Reluctantly he nods. "Not any more, but... I shouldn't have said that." he says. "It's realllllllly not pleasant."
"I guess I'll never know." she says, trying to be flippant.
He reads her like a book. "Don't even THINK about it." he warns her, suddenly serious again. "I'm not kidding. It'd drive you MAD."
Now it's her turn to read him. "You saw it, didn't you." His gaze is stony. "How long?"
"I came right here." He's angry, though not with her. "There are some places logic doesn't work like it does here." He's breathing faster, almost baring his teeth. "And that's all I'm going to say about it."
"All right." she says.

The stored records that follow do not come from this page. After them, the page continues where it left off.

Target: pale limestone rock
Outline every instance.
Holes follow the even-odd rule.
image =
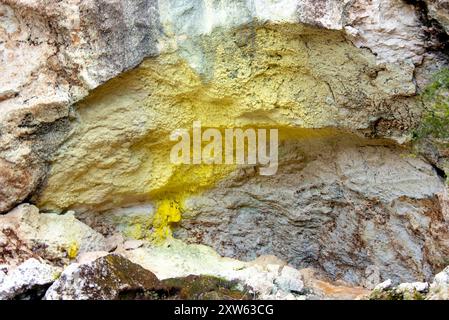
[[[218,255],[204,245],[188,245],[172,239],[162,246],[150,246],[121,252],[132,262],[152,271],[159,279],[189,274],[219,275],[246,266],[245,262]]]
[[[247,285],[260,299],[291,298],[291,292],[300,293],[304,287],[300,273],[294,268],[225,258],[209,247],[189,245],[174,239],[163,246],[147,246],[121,254],[161,280],[190,274],[212,275]]]
[[[192,46],[195,36],[253,20],[346,30],[356,45],[375,52],[379,62],[419,63],[426,46],[417,9],[401,0],[164,1],[159,8],[162,26],[176,47],[185,49],[192,66],[202,60]]]
[[[39,299],[60,272],[60,268],[29,259],[0,281],[0,300]]]
[[[449,284],[449,268],[446,267],[443,271],[435,275],[434,284],[447,285]]]
[[[80,253],[76,258],[76,263],[86,264],[97,260],[98,258],[105,257],[109,254],[107,251],[92,251]]]
[[[374,287],[374,290],[384,291],[384,290],[390,290],[391,288],[393,288],[393,282],[391,281],[391,279],[387,279],[384,282],[379,283],[378,285],[376,285]]]
[[[357,0],[347,12],[344,21],[349,38],[375,53],[379,63],[403,67],[421,63],[426,43],[413,5],[402,0]]]
[[[429,289],[429,284],[427,282],[412,282],[412,283],[401,283],[398,285],[397,290],[399,292],[413,294],[415,291],[420,293],[426,293]]]
[[[22,204],[0,216],[0,228],[12,230],[20,240],[25,255],[40,255],[44,259],[74,259],[79,253],[105,250],[105,238],[78,221],[73,213],[63,215],[39,213],[39,209]],[[14,237],[8,241],[14,241]],[[21,252],[16,253],[20,258]]]
[[[124,237],[121,233],[114,233],[113,235],[106,238],[106,248],[108,252],[114,251],[118,247],[123,246],[125,242]]]
[[[6,26],[1,34],[6,40],[2,42],[2,68],[10,75],[7,84],[0,83],[5,92],[28,91],[31,95],[42,86],[61,86],[57,89],[61,95],[77,100],[86,89],[158,52],[155,1],[5,0],[1,10]],[[14,50],[13,44],[21,49]],[[42,75],[31,81],[37,72]],[[44,82],[48,80],[53,81]],[[31,90],[30,85],[34,86]],[[53,94],[49,91],[38,99],[45,101]],[[26,104],[33,105],[31,101]]]
[[[449,300],[449,267],[435,275],[427,299]]]
[[[304,284],[301,281],[301,273],[290,266],[284,266],[279,277],[275,279],[275,284],[286,292],[301,293]]]
[[[350,0],[298,1],[296,9],[299,21],[326,29],[341,30],[345,26],[345,9]],[[352,7],[349,7],[349,11]]]
[[[133,250],[133,249],[140,248],[143,245],[144,245],[144,242],[141,240],[128,240],[128,241],[125,241],[125,243],[123,243],[123,249]]]

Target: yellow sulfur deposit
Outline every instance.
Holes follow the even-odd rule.
[[[72,133],[36,199],[42,209],[155,202],[154,230],[164,238],[180,219],[182,199],[236,169],[172,164],[171,131],[201,121],[307,138],[319,128],[363,126],[357,108],[382,100],[383,88],[369,77],[380,72],[374,57],[337,31],[289,24],[216,30],[198,36],[195,48],[147,59],[76,106]],[[318,134],[326,130],[335,132]]]
[[[67,248],[67,256],[69,259],[75,259],[78,255],[79,251],[79,245],[76,243],[76,241],[72,242],[69,247]]]
[[[162,200],[157,203],[153,218],[153,237],[161,241],[171,236],[170,225],[181,221],[181,204],[176,200]]]

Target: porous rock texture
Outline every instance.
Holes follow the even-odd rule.
[[[0,212],[37,207],[5,216],[26,231],[0,249],[24,260],[43,239],[72,259],[173,230],[351,285],[429,281],[449,153],[410,141],[448,16],[443,0],[1,0]],[[170,132],[198,120],[278,128],[278,173],[171,163]]]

She at least has regained her composure. "I suppose it was nice meeting you again." She starts to walk away, to find a quiet alley to disappear in.
He calls her name. "Elizabeth." She turns. He's on his feet, looking as old as he must feel sometimes. "Go to him." he says. "Learn about your dad. I think..." He looks away for some reason. "I think it's what he would have wanted."
She nods and heads off toward Market Street.
He'll come back and visit her later. Much later. He'll watch from the TARDIS as their journey unfolds and takes a different path, a better path. He will smile throughout it all, because he knows the way it should never have to be.
And thanks to him, thanks to the Doctor, it never will be again.